Objetividade jurídica. Tratando dos crimes de perigo, a lei penal visa também tutelar a segurança da vida e da incolumidade das pessoas. Incrimina então condutas que, embora não propendam direta ou indiretamente para a lesão a tais bens jurídicos, os expõem, entretanto, ao risco e probabilidade de serem atingidos (v. n. 1.6). Considera-se, agora, não mais a ação lesiva ou danosa a esses bens jurídicos, mas aquela que lhes cria uma situação de instabilidade e precariedade. Sob esse prisma, há crimes de perigo comum e crimes de perigo individual (v. n. 1.6). O diploma penal cuida nos Capítulos III e IV do Título I da Parte Especial unicamente dos delitos de perigo individual.

Não encontra espaço, no que atine aos crimes de perigo, o princípio da insignificância (v. n. 1.6). Há mister ainda acentuar que a aquiescência da vítima nenhuma relevância tem - em princípio - na criação do perigo pelo sujeito ativo, ante a indisponibilidade do bem jurídico tutelado (v. n. 1.6), ressalvados os casos, é incontroverso, que configuram o exercício regular do direito (v. n. 9.5): atividades circenses como arremesso de facas, trapézio ou outras condutas como corrida de automóveis em circuito fechado, touradas, rodeios etc. Outrossim, resta desintegrado como componente do crime eventual perigo desencadeado por atividades socialmente úteis e adequadas

(v. n. 5.1.2).

Natureza do perigo. Em relação aos delitos de perigo, é fundamental perscrutar da natureza de cada um deles, o que se constata com suporte nas teorias subjetiva, objetiva e mista.

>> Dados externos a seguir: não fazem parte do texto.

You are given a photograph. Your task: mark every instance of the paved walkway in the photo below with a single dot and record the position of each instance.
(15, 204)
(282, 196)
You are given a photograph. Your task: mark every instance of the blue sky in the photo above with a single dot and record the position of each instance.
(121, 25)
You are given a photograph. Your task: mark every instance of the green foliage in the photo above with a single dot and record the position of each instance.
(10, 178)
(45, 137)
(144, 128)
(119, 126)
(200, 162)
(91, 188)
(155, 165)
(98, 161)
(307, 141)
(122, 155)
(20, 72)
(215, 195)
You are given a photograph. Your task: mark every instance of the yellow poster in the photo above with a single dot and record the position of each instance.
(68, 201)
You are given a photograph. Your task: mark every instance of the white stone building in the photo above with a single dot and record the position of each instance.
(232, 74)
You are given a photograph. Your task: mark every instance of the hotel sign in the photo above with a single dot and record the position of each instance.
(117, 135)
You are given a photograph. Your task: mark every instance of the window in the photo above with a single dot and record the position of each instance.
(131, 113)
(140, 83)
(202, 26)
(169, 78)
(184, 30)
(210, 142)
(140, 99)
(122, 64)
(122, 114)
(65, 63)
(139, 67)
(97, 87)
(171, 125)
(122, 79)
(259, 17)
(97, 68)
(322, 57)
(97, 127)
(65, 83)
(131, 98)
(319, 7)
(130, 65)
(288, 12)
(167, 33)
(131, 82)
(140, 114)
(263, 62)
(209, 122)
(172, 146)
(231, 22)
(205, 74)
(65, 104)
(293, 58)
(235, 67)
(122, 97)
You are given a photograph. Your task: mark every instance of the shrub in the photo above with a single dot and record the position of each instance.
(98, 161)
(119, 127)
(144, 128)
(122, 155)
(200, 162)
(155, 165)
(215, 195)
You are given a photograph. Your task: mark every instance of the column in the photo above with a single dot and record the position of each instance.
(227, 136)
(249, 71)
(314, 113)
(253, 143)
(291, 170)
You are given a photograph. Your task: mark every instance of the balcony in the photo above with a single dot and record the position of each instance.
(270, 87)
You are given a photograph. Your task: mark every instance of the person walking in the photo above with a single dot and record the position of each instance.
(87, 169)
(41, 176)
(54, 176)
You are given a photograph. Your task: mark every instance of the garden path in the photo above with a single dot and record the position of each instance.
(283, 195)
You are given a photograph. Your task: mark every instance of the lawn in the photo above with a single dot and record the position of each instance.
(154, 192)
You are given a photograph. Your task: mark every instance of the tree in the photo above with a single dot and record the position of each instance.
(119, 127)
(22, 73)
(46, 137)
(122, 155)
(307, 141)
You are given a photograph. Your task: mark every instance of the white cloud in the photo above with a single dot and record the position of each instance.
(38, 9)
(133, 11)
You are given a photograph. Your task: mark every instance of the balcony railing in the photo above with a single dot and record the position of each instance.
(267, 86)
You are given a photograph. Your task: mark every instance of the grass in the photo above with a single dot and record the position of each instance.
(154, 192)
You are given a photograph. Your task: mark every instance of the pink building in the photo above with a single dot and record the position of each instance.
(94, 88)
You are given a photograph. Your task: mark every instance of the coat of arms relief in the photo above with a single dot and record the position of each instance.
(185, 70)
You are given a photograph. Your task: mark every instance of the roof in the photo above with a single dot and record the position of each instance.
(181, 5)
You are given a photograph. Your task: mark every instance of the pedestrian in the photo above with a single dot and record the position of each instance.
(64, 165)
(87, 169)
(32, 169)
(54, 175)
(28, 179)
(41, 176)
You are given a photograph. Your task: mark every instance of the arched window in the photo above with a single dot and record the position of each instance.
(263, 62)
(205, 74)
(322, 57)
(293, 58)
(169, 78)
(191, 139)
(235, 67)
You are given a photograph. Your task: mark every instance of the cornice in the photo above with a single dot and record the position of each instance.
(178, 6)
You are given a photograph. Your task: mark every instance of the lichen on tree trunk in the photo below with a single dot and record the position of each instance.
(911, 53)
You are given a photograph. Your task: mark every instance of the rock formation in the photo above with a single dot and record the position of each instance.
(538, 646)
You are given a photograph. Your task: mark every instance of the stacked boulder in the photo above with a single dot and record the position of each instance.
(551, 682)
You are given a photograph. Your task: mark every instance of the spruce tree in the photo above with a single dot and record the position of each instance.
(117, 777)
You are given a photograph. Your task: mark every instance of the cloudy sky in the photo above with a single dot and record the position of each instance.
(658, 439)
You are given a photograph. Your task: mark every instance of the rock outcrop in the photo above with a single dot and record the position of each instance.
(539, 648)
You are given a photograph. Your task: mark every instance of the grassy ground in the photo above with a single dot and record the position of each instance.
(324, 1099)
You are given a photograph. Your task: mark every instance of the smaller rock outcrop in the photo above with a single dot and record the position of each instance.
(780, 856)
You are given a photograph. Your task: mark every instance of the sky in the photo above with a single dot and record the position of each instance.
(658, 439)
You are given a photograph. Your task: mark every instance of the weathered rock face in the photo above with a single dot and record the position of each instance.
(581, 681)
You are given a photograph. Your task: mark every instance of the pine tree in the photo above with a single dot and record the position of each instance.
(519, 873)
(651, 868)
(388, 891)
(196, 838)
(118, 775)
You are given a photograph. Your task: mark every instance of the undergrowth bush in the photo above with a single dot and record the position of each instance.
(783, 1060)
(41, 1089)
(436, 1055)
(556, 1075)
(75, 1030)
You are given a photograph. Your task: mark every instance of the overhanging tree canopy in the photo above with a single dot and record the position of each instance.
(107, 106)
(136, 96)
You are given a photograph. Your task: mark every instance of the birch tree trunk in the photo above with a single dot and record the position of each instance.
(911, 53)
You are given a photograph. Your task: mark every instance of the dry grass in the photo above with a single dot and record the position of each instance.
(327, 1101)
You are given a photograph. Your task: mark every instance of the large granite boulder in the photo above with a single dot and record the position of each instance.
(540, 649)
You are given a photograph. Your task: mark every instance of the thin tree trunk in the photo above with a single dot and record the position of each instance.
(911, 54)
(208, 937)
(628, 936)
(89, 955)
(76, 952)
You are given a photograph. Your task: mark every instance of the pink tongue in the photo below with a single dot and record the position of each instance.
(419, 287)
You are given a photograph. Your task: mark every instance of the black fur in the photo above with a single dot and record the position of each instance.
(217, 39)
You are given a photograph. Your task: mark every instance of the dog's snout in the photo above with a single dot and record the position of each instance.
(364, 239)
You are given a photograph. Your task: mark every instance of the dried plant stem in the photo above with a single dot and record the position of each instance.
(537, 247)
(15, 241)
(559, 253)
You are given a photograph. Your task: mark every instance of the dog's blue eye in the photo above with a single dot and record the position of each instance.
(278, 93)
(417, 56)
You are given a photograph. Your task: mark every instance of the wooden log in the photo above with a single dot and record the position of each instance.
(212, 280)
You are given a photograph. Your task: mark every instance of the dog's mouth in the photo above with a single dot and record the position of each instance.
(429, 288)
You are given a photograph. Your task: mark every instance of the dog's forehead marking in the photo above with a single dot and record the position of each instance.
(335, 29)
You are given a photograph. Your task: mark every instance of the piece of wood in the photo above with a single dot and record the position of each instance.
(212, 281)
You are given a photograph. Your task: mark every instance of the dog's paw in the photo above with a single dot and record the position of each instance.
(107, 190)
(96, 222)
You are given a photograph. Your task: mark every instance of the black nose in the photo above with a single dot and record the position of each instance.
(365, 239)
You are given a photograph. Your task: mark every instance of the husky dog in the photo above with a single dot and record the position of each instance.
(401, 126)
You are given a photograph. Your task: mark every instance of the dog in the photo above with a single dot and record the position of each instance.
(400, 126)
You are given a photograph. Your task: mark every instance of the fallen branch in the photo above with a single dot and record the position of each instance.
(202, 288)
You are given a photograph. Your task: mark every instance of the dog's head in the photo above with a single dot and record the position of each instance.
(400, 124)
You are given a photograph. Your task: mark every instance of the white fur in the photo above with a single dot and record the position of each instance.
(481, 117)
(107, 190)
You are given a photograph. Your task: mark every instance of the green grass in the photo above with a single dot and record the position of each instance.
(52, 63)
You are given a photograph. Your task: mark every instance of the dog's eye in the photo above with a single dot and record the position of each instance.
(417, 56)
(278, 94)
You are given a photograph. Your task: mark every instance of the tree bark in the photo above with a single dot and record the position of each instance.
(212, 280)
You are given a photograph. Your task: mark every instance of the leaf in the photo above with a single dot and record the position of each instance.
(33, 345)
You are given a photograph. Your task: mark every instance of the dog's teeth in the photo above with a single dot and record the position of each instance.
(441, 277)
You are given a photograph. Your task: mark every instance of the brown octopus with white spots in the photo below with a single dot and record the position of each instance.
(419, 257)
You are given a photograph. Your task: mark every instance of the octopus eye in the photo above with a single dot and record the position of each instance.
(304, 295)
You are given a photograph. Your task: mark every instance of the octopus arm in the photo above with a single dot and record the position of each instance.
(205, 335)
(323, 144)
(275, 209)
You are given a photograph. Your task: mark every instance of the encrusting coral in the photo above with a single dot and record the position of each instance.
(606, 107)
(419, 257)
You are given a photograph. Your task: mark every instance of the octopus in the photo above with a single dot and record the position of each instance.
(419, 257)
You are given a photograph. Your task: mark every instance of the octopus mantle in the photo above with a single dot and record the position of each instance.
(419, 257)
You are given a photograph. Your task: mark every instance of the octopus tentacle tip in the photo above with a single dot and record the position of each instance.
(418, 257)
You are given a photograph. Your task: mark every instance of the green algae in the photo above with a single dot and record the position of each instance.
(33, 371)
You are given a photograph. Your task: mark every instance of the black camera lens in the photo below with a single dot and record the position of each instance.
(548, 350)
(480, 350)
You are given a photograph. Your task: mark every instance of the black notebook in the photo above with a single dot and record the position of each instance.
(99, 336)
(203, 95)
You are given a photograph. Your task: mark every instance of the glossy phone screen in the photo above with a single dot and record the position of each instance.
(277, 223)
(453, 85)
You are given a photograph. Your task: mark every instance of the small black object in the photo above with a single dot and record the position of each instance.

Pela teoria subjetiva, o perigo nada mais representa senão uma hipótese ou abstração, ou seja, uma situação que, segundo as regras da experiência comum, decorre normal e frequentemente (quod plerumque accidit) como efeito de certas condutas. É o perigo virtual ou presumido, igualmente denominado perigo abstrato.

Já para a teoria objetiva, o perigo deve ser um acontecimento real, instando que a sua ocorrência seja investigada e devidamente comprovada mediante a efetiva constatação de sua existência pelo conjunto de circunstâncias exteriores que a conduta incriminada tenha feito eclodir. É o perigo concreto.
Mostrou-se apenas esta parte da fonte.